The fact that platinum degrades after a few cycles of use in the highly corrosive PEMFC environment is another major barrier.
“So the hunt is on for an electrocatalyst that is low-cost, more resistant to degradation and thus stable over longer periods of time, while also delivering impressive current density—in other words, the amount of electrical current per unit of volume,” Siyuan Zhu, one of the authors of the paper, said in a media statement. “And so enabling us to keep the promise of the compactness of PEMFCs.”
The main option that has been under consideration for cost reduction is ‘diluting’ the amount of platinum needed by alloying it with other, cheaper metals that can assist or even enhance Pl’s catalytic properties.
The top candidates have so far been the so-called late and mid-transition metals such as iron, manganese, chromium, cadmium and zinc.
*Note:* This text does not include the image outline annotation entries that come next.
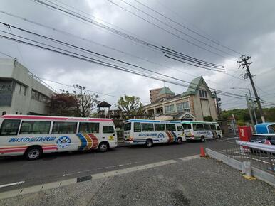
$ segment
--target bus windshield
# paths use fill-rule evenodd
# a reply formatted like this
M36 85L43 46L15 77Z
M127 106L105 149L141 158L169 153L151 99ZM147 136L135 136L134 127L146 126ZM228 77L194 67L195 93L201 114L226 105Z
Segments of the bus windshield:
M191 124L182 124L183 129L191 129Z
M124 124L124 131L131 130L131 123L126 123Z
Late transition metals have, however, proven not to be immune to dissolution in the harsh, corrosive PEMFC environment. This not only results in steady declines in performance, but the dissolved metal further reacts with byproducts of the oxygen reduction reaction, causing uncontrollable damage to the entire system.
On the other hand, early transition metals, such as yttrium and scandium, are much more stable.
But among early transition metals, there is one group that has so far been overlooked: rare earth elements (REEs).
The issue with REEs is that they show poor conductivity and solubility in acidic media. In principle, these problems can be overcome by using synthetic methods for the production of a platinum-REE alloy, but up to now, there have been few reports of any feasible synthetic methods.
This is why the Tsinghua researchers devised one for the preparation of an alloy between platinum and the REE lanthanum.
The technique involves two simple steps. First, they obtained readily available lanthanum salts and trimesic acid, and these two precursor materials then self-assembled themselves into nano-scale ‘rods’. These nanorods were then impregnated with platinum at 900°C. This very high temperature is necessary to ensure a smooth process of alloying the two metals.
The resultant platinum-lanthanum nanoparticles were then stress-tested for their performance in a fuel cell. The alloy electrocatalyst surpassed the researchers’ expectations, delivering superior stability and activity even after 30,000 fuel-cell cycles.
With the success of lanthanum as an alloy partner for platinum having been demonstrated, the researchers now want to explore whether other rare earth elements can beat lanthanum’s electrocatalytic performance when alloyed with platinum.